Region proposal network (RPN) layer

0x00b1 commented 7 years ago

The region proposal network (RPN) should take two inputs, image features (i.e. features extracted by ResNet) and ground truth bounding boxes and produce object proposals and corresponding “objectness” scores. I’m envisioning something like:

x = keras.layers.Input((223, 223, 3))

a = keras_resnet.ResNet50(x)

b = keras.layers.Input((None, 4))

y = keras_rcnn.layers.RPN((14, 14))([a, b])

0x00b1 commented 7 years ago

Here’re a few links with information about implementing layers with multiple inputs:

https://github.com/fchollet/keras/issues/148 https://github.com/fchollet/keras/issues/2364 https://github.com/fchollet/keras/issues/3037

0x00b1 commented 7 years ago

This issue has information about implementing a loss function for an intermediate layer.

https://github.com/fchollet/keras/issues/5563

JihongJu commented 7 years ago

@0x00b1 Why would the RPN need the ground truth as input? As far as I understand, RPN takes the Conv features as the input and predicts labels and bounding box transforms for K anchors in each cell. I guess what you mean here is something like a AnchorTargetLayer which produces anchor classification labels and bbox regression targets, given the bounding box ground truth?

0x00b1 commented 7 years ago

Yeah, exactly. I imagined a layer that’d encapsulate AnchorLayer, AnchorTargetLayer, and ProposalLayer into one layer to circumvent the awkward train-and-predict step in Ross’ implementation. Unfortunately, it’s still unclear how this should be implemented. That’s why I’ve been implementing the Anchor and Proposal layers in parallel. What do you think?

JihongJu commented 7 years ago

I do think it's a good idea to make the train-to-predict switching easier. But I'm not sure whether encapsulating the Proposal Layer and the Anchor Target Layer into one is the way to go. It seems feeding the ground truth as inputs, instead of labels, to the model could be problematic during testing. I can hardly imagine what to fed as b during test time.
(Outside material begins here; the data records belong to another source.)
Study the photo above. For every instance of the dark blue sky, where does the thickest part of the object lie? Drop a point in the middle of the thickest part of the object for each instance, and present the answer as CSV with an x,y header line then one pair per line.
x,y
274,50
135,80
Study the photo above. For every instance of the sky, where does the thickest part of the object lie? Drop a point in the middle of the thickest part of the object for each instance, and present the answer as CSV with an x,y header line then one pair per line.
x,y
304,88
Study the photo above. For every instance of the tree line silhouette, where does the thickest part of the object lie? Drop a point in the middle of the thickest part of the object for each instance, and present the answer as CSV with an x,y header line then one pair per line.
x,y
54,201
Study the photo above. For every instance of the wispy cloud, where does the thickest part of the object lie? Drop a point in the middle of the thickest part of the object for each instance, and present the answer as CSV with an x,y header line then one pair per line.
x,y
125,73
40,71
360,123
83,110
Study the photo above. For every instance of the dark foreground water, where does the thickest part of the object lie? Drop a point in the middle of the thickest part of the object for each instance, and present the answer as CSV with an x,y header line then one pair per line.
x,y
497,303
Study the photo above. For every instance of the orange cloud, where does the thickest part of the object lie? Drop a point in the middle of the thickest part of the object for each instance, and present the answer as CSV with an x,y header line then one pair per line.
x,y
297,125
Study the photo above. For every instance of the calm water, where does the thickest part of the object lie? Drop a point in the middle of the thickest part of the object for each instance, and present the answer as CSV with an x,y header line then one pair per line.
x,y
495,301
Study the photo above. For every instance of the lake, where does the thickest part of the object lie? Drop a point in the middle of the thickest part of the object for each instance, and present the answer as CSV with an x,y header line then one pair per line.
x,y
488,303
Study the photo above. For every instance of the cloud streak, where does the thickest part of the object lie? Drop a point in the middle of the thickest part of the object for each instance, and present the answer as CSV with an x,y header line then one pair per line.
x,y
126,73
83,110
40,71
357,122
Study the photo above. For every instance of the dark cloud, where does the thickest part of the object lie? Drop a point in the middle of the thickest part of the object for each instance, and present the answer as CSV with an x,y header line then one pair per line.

How about keeping the anchor ground truth generation away from the model definition? What we want then becomes a loss function that calculates the losses given the "objectness" scores and the bounding boxes GT directly. We can put the Anchor Target Layer inside such a loss function.

JihongJu commented 7 years ago

@0x00b1 I am thinking of structuring it as:

x = keras.layers.Input((223, 223, 3))
a = keras_resnet.ResNet50(x)
[rpn_cls, rpn_reg] = keras_rcnn.layers.RegionProposalNetwork()(a)
rpn_pred = keras.backend.concatenate([rpn_cls, rpn_reg])
proposals = keras_rcnn.layers.ObjectProposal()([rpn_cls, rpn_reg])
[rcnn_cls, rcnn_reg] = keras_rcnn.layers.ROI([7, 7])([x, proposals])
model = Model( inputs=x, outputs=[rpn_pred, rcnn_cls, rcnn_reg])
model.compile( loss=[rpn_pred_loss, rcnn_cls_loss, rcnn_reg_loss], optimizer="adam")

And we have

def rpn_pred_loss(lambda, *args, **kwargs):
    def f(y_true, y_pred):
        # separate y_pred into rpn_cls_pred and rpn_reg_pred
        rpn_cls_pred, rpn_reg_pred = separate_pred(y_pred)
        # convert y_true from gt_boxes to gt_anchors
        rpn_cls_gt, rpn_reg_gt = encode(y_true, rpn_cls_pred)
        # classification loss
        rpn_cls_loss = keras_rcnn.rpn.classification(anchors=9)(rpn_cls_gt, rpn_cls_pred)
        # regression loss
        rpn_reg_loss = keras_rcnn.rpn.regresion(anchors=9)(rpn_reg_gt, rpn_reg_pred)

        return rpn_cls_loss + lambda * rpn_reg_loss
    return f

Then we can also extend this to Mask R-CNN as simple as adding a mask branch and another loss rcnn_mask_loss. What do you think?

0x00b1 commented 7 years ago

@JihongJu I love this! Especially this:

x = keras.layers.Input((223, 223, 3))
a = keras_resnet.ResNet50(x)
[rpn_cls, rpn_reg] = keras_rcnn.layers.RegionProposalNetwork()(a)
rpn_pred = keras.backend.concatenate([rpn_cls, rpn_reg])
proposals = keras_rcnn.layers.ObjectProposal()([rpn_cls, rpn_reg])
[rcnn_cls, rcnn_reg] = keras_rcnn.layers.ROI([7, 7])([x, proposals])
model = Model( inputs=x, outputs=[rpn_pred, rcnn_cls, rcnn_reg])
model.compile( loss=[rpn_pred_loss, rcnn_cls_loss, rcnn_reg_loss], optimizer="adam")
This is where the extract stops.